Toward the end, as Martin and his wife, Antonia, are briefly sort-of making up, one of the narrative tensions is the question of whether Martin staying with Antonia is “right.” Psychoanalyst Palmer first encourages Martin to leave her, then states, “On reflection I feel sure that in returning to Antonia and mending your marriage you have done the right thing.” But there is no “right thing” because the book’s scope includes nothing outside of the blending relationships between the characters. Very little of the outside world is shown; the book is a series of scenes in which different combinations of characters are situated together — Martin goes to visit Palmer; Antonia visits Martin; Martin picks up Honor at the train station; Martin visits Alexander’s studio; all the while, characters are meeting off-stage and then meeting Martin to reveal the results. The world of A Severed Head is restricted to conversations in rooms (the extent of our knowledge really only includes the occupations of the characters, and London is foggy throughout); how can there be a right or wrong answer to Martin leaving Antonia if we don’t know what the world contains if he leaves? During Martin’s profession of his love to Honor, she tells him, “Your love for me does not inhabit the real world. As real people we do not exist for each other.” But we aren’t in the real world. Are we? In a narrative guided only by the affections of the characters, Murdoch so rapidly scrambles them that no relationship seems viable or trustworthy at all. Who is to say, finally, that even Martin’s love for Honor is to be trusted? Given the book’s final conversation, even the characters themselves are aware of the unreliability of anything. “I wonder if I shall survive it,” Martin says.
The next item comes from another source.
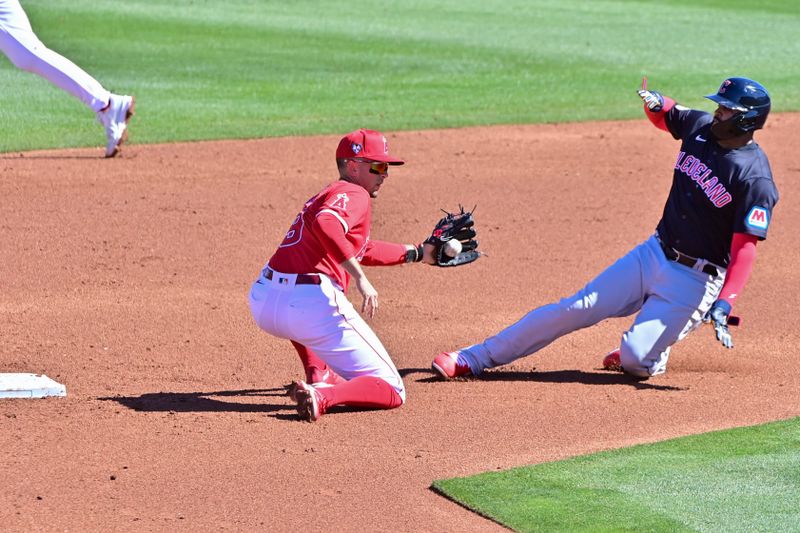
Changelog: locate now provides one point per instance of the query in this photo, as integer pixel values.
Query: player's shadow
(205, 402)
(558, 376)
(19, 157)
Murdoch’s body of work is consistently concerned with the space between order and chaos — The Sea, the Sea, in fact, is an extended series of asides from, accidents against, disruptions of, and derailments from its premise. But in A Severed Head, one of her shortest books, the reader can experience perhaps her most harmonious blend of the two. Like a small diamond full of inclusions, it paradoxically depicts human life at its most crystallized and muddied.